ICT Workforce demand in the Bay Area is large and growing. In 2012, cross-sector ICT workforce in the
Bay Area accounted for:
•
about
1 in 12 jobs
•
median
annual salaries of about $90,000
•
about
1 in 12 job openings between 2012 and 2015
The report
calls for ICT industry support and improved ICT technical workforce development
as very high, ongoing economic development priorities in the San Francisco Bay
Area. ICT jobs each create an additional
4.3 jobs through multiplier effects, according to the Bay Area Council.

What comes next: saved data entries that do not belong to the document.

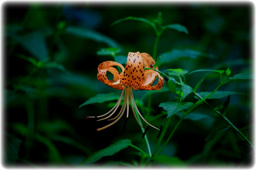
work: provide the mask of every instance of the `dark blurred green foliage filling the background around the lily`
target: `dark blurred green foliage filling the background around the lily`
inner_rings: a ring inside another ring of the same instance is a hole
[[[252,72],[252,7],[251,2],[4,2],[4,164],[78,166],[84,161],[83,166],[86,162],[99,167],[144,166],[145,155],[131,147],[148,153],[133,117],[124,132],[124,119],[96,132],[105,123],[86,121],[86,117],[109,111],[111,103],[101,102],[118,99],[115,94],[120,93],[98,81],[98,65],[108,60],[125,64],[130,51],[153,56],[156,35],[152,23],[171,28],[159,39],[159,70],[186,84],[179,89],[170,81],[167,87],[173,93],[166,87],[134,92],[145,119],[160,126],[166,124],[168,115],[170,133],[182,117],[180,111],[196,103],[193,88],[205,97],[219,85],[223,73],[232,81],[207,102],[215,111],[225,109],[226,117],[252,140],[252,82],[248,80],[252,79],[248,73]],[[113,24],[127,17],[132,18]],[[195,73],[187,74],[192,71]],[[205,71],[210,72],[206,75]],[[112,99],[100,97],[102,101],[98,101],[96,95],[102,93],[112,94]],[[176,102],[177,94],[183,104]],[[96,99],[91,98],[94,96]],[[164,111],[162,107],[170,107],[164,103],[170,102],[171,110]],[[186,115],[152,166],[252,165],[252,148],[213,109],[202,105]],[[151,149],[158,142],[157,133],[147,132]]]

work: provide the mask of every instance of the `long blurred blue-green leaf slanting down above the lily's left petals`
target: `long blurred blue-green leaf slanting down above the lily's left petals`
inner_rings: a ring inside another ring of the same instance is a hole
[[[90,40],[94,40],[96,42],[102,42],[106,43],[110,47],[118,47],[118,43],[116,43],[111,38],[108,38],[107,36],[104,36],[98,32],[95,32],[93,30],[88,30],[86,28],[82,27],[75,27],[75,26],[68,26],[66,28],[66,33],[72,34],[78,37],[87,38]]]

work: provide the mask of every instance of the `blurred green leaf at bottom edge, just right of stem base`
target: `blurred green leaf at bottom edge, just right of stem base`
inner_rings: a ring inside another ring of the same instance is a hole
[[[186,166],[186,163],[182,160],[180,160],[178,157],[168,157],[165,155],[159,155],[156,157],[156,162],[160,163],[160,164],[164,164],[164,165],[168,165],[168,166]]]

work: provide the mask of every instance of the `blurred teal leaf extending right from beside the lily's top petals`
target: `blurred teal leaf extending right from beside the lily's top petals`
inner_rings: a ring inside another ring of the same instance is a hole
[[[158,66],[166,63],[171,63],[174,60],[178,60],[180,58],[191,58],[191,59],[196,59],[199,56],[203,57],[215,57],[212,54],[206,54],[206,53],[201,53],[199,51],[193,50],[193,49],[173,49],[172,51],[162,53],[160,54],[161,59],[158,62]]]

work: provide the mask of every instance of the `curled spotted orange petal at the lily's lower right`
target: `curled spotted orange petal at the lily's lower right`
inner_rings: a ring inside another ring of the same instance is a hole
[[[161,77],[160,74],[154,70],[146,70],[145,71],[146,76],[150,75],[150,74],[152,75],[152,73],[156,74],[156,76],[158,75],[158,83],[153,86],[151,86],[151,85],[154,83],[154,81],[150,82],[148,85],[142,84],[136,90],[160,90],[160,89],[162,89],[162,87],[164,86],[164,78]],[[156,76],[154,77],[154,79],[156,79]]]

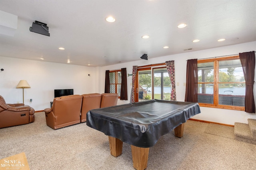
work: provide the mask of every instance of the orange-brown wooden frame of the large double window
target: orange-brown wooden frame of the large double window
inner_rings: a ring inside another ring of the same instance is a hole
[[[221,58],[214,58],[214,59],[202,59],[198,60],[197,63],[209,63],[214,62],[214,95],[213,95],[213,104],[205,104],[205,103],[199,103],[199,106],[202,107],[214,107],[214,108],[220,108],[220,109],[231,109],[231,110],[240,110],[244,111],[245,108],[243,106],[229,106],[229,105],[220,105],[219,103],[219,92],[218,92],[218,85],[219,84],[227,84],[227,83],[242,83],[242,82],[218,82],[218,61],[227,61],[227,60],[236,60],[239,59],[239,55],[236,56],[230,56],[230,57],[221,57]],[[198,84],[209,84],[210,82],[198,82]]]

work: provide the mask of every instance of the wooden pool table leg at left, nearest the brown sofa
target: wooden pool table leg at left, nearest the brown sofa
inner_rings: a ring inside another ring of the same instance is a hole
[[[108,136],[109,147],[110,147],[110,154],[112,156],[119,156],[122,154],[123,142],[115,137]]]

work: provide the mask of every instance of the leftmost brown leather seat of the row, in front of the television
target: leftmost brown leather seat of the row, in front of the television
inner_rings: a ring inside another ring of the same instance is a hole
[[[81,95],[54,98],[52,107],[44,109],[46,124],[52,129],[59,129],[80,123],[81,106]]]

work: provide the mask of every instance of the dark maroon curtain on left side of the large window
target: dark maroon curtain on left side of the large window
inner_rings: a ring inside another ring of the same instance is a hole
[[[187,61],[185,102],[197,102],[197,59]]]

ICT industries and workforce are major
economic development drivers in the 21st century.
The report
provides detailed data and findings for the Bay Region, and for five identified
Bay Area sub-regions, which should be valuable for economic planners, grant
funders and seekers, educators, workforce systems, community based
organizations and other stakeholders.
In addition,
the report documents the ICT education and workforce development capacity of the
28 Bay Area community colleges, which offered in 2010/11 related to ICT:
- 1,350 faculty in 82 programs
- 140K for-credit and 16K
non-credit enrollments
- 180 academic degrees and 405 certificates
- More than 7,000 sections of more
than 2,000 courses
- More than 17,000 full-time
equivalent students
- Strong Vendor Neutral and
Industry Academy Programs and Certification Preparation
- Service to all Bay Area
geographic areas
- Affinity to local K-12 and 4-year college and university systems and schools
The report points
to ICT related offerings of the 10 Bay Area public universities, nine of which offer
32 ICT related departments, with a variety of bachelor, master, doctoral and
research opportunities.
Finally, the
report includes many problems, issues and opportunities related to ICT
education and workforce development - and suggestions for how diverse
stakeholders in the Bay Area might come together to address them.
Information
and Communication Technologies (ICT) is an umbrella term, widely used outside
the U.S., and in the U.N, to encompass all rapidly emerging, evolving and
converging computer, software, networking, telecommunications, Internet,
programming, information systems and digital media technologies. ICT/Digital Media has been adopted as sector
nomenclature by the California community college system, California Department
of Education Career Technical Education, the California Employment Development
Department, and the California workforce system, including the State Workforce
Investment Board, the California Workforce Association and all 49 local
Workforce Investment Boards. ICT is a
much more effective search term than the more prevalent IT (Information
Technology), which, ironically, as an indefinite pronoun and returns at least everything
in the English language.
The Mid-Pacific
ICT Center (MPICT.org)
is funded in part by the National Science Foundation Advanced Technological
Education program to coordinate, improve and promote ICT education, with an
emphasis on 2-year colleges, in California, Nevada, Hawaii and the Pacific
Territories.
California
Community Colleges (californiacommunitycolleges.cccco.edu) form the largest system of
higher education in the nation, with 72 districts and 112 colleges serving 2.76
million students per year. Community colleges supply workforce and basic skills
training and prepare students for transfer to four-year colleges and
universities. One in four community
college students in the U.S. attends a California community college.
Centers
of Excellence (http://www.coeccc.org),
funded in part by the Chancellor’s Office, California Community Colleges,
Economic and Workforce Development Program, in partnership with business and
industry, deliver regional workforce research customized for community college
decision making and resource development.
California
Community College ICT/Digital Media Sector Navigators (ict-dm.net) are focused on developing
and delivering regional solutions to ICT education and workforce development
needs in every region of California.